Subí más de 400 peldaños de una estrecha escalera en espiral. Desde lo alto se veía perfectamente una amplia zona en restauración, cubierta de estructuras metálicas, incluyendo la famosa aguja, una torrecilla en forma de flecha de 90 metros de altura, erigida por el arquitecto Eugène Viollet-le-Duc a mediados del siglo XIX que colapsó durante el incendio.

Al llegar al nivel donde se encuentran las campanas, el guía, un tico llamado Juan Carlos, nos dijo:

“Aquí no hay conexiones eléctricas pues hay materiales altamente combustibles”.

“Pero mire allí -le dijo un turista señalando un tomacorrientes –; hay un enchufe colocado allí”.

Sin que ninguno de los dos se lo haya propuesto, había algo premonitorio en esa conversación.

Tras bajar, admiramos las imágenes labradas en la fachada e ingresamos al interior de la iglesia.

Los techos elevados, las anchas columnas interiores y la delicada luminosidad que se filtra por los vitrales crean una atmósfera de hondo recogimiento.
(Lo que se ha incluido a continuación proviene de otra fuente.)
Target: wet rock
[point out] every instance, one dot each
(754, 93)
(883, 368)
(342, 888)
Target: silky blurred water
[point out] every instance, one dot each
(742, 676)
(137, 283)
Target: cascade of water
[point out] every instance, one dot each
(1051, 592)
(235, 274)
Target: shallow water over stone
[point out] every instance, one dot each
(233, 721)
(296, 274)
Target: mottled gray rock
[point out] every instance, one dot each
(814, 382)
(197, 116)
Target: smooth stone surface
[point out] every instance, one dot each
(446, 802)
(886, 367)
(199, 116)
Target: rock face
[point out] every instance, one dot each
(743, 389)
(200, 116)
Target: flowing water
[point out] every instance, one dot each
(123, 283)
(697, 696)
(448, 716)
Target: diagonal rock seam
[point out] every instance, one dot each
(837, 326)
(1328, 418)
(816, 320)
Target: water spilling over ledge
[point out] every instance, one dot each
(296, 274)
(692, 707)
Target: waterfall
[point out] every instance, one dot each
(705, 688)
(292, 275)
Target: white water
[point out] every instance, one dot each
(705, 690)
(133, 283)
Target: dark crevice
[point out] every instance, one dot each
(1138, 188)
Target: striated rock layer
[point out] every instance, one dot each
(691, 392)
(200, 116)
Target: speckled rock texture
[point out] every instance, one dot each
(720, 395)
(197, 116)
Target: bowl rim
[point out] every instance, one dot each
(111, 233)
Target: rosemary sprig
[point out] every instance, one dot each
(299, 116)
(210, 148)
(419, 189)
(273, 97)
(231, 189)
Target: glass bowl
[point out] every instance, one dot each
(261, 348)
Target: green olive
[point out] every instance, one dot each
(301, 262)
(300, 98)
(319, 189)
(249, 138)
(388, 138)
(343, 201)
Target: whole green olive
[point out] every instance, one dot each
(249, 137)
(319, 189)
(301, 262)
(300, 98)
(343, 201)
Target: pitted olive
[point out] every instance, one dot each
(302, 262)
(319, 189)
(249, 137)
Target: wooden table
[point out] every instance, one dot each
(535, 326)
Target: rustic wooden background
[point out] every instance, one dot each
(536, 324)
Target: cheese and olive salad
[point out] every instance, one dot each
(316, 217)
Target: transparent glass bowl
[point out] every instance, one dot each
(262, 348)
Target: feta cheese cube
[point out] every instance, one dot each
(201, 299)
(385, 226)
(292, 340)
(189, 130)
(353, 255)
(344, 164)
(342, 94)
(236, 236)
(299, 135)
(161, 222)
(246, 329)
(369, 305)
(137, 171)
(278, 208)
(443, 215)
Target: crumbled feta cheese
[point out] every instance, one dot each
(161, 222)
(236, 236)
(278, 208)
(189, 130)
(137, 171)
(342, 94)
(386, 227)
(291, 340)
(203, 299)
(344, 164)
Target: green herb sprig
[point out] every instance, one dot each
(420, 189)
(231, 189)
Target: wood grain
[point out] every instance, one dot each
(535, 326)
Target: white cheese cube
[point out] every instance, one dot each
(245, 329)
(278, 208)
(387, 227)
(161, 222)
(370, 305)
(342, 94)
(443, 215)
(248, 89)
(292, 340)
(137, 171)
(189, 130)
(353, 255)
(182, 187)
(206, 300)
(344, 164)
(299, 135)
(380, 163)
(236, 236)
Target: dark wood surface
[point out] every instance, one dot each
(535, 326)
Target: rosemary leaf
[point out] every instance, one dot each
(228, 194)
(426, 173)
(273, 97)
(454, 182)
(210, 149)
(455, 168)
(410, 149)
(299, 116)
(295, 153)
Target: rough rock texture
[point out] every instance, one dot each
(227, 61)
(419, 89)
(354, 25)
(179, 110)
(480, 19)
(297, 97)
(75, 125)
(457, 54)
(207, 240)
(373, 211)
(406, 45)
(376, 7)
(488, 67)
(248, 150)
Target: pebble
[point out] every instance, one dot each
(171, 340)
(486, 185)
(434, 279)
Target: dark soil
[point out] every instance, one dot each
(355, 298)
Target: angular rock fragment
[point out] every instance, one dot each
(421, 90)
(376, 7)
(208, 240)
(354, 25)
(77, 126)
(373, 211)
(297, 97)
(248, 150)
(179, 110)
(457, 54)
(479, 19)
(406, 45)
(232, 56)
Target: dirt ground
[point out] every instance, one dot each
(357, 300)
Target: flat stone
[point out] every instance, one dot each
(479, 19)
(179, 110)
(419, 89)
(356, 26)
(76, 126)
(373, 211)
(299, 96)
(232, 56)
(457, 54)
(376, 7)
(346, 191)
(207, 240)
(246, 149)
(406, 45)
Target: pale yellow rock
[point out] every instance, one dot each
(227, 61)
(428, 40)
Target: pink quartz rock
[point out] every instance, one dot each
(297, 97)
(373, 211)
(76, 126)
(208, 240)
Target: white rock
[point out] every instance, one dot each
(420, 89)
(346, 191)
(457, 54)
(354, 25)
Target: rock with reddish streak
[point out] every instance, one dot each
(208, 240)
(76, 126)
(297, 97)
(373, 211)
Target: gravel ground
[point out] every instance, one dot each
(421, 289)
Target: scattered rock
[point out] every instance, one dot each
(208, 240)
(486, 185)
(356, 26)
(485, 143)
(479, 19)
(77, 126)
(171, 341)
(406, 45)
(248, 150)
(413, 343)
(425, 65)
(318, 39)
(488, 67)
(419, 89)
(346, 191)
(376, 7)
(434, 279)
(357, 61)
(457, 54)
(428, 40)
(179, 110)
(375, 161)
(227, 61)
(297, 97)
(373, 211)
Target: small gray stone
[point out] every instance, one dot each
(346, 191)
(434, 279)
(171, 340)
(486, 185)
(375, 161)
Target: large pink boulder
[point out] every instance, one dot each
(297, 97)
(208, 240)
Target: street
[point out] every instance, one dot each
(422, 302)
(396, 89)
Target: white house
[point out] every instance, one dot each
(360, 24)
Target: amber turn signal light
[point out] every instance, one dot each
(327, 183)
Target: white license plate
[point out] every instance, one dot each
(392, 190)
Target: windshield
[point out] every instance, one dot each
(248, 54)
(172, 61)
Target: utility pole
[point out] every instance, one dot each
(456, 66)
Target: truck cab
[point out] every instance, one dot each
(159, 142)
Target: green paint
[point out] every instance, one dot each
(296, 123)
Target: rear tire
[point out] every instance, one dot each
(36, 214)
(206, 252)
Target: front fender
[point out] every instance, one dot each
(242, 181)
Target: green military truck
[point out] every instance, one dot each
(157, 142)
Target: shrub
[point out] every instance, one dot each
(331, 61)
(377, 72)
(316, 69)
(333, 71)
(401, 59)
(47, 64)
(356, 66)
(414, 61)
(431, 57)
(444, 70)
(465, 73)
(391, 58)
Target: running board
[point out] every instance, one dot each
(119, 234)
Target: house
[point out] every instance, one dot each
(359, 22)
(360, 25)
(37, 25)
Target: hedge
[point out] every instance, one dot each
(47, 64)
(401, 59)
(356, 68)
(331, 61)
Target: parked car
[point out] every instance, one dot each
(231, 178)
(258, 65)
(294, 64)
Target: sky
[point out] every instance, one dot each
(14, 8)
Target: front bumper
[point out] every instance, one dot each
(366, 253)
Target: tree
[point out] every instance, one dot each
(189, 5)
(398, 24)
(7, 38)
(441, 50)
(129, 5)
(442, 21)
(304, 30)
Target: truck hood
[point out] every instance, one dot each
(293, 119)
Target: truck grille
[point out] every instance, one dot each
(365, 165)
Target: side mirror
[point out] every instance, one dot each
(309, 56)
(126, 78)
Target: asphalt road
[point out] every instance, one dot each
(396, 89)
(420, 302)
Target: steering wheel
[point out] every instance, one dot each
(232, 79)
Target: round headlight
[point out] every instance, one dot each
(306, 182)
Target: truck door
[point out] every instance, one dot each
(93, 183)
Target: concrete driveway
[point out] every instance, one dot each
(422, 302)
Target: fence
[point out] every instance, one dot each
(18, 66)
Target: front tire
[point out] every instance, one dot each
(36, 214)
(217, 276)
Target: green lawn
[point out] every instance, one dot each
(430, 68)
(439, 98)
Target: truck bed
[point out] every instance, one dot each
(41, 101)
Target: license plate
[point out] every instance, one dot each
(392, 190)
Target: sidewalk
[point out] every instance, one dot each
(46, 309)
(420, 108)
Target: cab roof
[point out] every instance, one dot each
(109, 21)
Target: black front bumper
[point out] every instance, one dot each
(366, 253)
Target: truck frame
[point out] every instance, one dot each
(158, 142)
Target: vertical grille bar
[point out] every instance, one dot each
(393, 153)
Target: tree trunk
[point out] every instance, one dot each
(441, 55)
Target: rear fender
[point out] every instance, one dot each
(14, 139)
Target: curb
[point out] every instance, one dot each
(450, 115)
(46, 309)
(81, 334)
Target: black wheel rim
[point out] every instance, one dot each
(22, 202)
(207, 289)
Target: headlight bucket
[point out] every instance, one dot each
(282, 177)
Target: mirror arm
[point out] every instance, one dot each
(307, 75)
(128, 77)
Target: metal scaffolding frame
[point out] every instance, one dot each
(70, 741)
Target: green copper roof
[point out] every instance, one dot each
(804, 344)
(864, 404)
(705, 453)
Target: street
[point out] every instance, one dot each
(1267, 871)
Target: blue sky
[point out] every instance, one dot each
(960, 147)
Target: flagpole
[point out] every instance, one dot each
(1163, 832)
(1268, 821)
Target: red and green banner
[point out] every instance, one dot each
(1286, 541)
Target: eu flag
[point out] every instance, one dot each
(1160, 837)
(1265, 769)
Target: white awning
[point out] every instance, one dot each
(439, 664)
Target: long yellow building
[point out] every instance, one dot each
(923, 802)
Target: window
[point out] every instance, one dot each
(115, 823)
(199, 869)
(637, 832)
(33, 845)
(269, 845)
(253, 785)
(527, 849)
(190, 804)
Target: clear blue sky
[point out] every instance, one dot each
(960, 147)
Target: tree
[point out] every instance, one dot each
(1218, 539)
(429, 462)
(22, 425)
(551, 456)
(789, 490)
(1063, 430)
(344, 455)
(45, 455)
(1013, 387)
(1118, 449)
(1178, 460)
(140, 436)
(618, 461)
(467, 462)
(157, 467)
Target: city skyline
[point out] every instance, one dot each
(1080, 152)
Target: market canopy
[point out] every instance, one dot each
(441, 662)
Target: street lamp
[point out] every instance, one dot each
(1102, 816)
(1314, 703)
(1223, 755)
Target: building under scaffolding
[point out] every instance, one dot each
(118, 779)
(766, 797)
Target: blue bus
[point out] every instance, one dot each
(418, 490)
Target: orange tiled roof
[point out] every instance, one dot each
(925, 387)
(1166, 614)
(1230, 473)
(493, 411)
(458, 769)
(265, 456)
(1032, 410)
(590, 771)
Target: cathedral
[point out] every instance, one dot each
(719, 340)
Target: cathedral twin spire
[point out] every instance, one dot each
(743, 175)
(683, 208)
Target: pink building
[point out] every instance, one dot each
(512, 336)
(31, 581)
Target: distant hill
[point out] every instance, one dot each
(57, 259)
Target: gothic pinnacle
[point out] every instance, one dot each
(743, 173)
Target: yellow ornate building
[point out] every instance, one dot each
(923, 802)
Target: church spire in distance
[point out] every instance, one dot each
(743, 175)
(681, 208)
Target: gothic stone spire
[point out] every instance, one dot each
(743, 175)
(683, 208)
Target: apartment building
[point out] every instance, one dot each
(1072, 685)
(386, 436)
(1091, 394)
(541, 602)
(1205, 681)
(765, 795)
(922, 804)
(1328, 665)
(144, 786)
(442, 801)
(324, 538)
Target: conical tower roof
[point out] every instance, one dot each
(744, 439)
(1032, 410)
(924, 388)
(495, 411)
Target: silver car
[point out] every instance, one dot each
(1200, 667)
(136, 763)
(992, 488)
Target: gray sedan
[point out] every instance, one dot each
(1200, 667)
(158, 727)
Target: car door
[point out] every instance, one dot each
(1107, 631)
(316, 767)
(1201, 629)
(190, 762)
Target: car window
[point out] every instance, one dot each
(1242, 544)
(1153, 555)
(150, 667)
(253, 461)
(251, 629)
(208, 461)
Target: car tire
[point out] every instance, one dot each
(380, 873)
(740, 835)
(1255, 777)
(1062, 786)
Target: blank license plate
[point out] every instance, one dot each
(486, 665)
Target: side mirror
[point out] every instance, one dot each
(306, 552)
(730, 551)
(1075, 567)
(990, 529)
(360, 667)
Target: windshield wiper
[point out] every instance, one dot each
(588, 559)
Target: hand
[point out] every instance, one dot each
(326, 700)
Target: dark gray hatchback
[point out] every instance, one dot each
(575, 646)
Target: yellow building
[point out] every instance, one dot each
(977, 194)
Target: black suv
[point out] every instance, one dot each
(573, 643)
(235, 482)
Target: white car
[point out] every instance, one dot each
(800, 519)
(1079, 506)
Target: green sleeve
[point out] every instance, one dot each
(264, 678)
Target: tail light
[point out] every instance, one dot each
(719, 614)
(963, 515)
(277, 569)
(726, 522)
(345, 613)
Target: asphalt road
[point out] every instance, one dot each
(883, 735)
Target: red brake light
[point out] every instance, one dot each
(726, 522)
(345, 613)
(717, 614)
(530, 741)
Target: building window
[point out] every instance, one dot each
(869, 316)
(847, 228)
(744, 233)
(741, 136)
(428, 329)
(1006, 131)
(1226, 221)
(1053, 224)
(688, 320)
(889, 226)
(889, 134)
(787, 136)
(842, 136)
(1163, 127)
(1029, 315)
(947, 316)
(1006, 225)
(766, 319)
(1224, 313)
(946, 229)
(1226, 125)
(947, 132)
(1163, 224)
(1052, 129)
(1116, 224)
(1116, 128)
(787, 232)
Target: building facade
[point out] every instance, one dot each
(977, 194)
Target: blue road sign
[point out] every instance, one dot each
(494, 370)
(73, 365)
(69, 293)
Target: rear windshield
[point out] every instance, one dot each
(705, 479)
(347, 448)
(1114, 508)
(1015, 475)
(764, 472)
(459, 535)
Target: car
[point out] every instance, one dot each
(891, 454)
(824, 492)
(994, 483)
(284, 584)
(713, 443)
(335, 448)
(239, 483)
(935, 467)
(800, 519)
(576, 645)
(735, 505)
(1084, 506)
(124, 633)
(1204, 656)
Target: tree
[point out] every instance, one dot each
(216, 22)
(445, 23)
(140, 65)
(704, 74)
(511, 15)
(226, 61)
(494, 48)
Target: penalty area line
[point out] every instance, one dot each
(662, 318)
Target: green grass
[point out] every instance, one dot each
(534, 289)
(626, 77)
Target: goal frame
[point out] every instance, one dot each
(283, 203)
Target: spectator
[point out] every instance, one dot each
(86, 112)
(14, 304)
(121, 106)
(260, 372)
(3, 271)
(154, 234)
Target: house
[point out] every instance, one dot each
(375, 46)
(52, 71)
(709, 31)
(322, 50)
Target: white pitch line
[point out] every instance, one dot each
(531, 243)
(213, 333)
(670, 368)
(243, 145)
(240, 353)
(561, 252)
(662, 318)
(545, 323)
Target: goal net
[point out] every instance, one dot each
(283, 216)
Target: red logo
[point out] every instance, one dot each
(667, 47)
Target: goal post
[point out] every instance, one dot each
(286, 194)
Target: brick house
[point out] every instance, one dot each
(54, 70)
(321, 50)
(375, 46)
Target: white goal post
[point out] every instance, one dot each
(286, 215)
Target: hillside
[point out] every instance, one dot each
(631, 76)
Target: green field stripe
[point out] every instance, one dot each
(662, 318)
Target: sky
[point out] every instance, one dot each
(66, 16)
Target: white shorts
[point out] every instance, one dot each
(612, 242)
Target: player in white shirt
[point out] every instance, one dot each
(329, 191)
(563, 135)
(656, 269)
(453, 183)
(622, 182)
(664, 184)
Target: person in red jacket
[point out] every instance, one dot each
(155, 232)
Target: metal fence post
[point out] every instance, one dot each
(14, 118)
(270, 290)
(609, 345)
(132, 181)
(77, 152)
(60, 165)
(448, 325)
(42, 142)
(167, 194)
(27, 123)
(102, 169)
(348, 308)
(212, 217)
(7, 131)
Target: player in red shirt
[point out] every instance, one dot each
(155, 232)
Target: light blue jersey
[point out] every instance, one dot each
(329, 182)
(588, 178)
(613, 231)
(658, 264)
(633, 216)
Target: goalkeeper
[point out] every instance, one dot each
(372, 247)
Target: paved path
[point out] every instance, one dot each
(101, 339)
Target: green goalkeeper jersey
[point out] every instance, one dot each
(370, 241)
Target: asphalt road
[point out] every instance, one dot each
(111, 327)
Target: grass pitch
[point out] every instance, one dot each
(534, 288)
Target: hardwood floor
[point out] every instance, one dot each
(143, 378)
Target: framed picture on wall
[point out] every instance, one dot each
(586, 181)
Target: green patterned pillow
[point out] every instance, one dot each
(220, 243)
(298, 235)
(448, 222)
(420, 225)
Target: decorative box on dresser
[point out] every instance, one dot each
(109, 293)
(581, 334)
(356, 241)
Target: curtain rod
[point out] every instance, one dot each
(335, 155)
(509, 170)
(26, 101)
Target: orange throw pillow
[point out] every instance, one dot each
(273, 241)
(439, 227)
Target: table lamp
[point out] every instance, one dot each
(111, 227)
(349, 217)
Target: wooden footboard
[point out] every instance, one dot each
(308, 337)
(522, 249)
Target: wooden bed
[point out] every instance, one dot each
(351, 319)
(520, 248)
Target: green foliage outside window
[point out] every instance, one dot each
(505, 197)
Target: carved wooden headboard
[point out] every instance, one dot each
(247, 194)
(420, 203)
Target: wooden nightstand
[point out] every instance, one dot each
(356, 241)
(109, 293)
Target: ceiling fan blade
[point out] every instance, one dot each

Fiel al estilo medieval, cuenta con tres naves: la central está ocupada por los bancos para la feligresía, el altar y, detrás, el coro de madera, mientras que en las laterales, que se unen al fondo permitiendo rodear toda la iglesia, se abren numerosas capillas.

Hubo dos capillas que atrajeron mi atención. La primera es la dedicada al mártir chino del siglo XIX san Paul Chen. Toda una curiosidad ver en una catedral gótica imágenes con ideogramas.

La otra, la Capilla del Sagrado Sacramento, por sus extraordinarios vitrales.

No sabemos cuán grande ha sido la magnitud de los daños. Pero, más allá de las religiones y las teologías -quien escribe esta nota no es católico-, Notre-Dame es un símbolo de la cristiandad de Occidente, además de un ícono de la nación francesa y parte del Patrimonio de la Humanidad de la UNESCO. Por eso presentamos algunos testimonios de lo que quizás se haya perdido para siempre.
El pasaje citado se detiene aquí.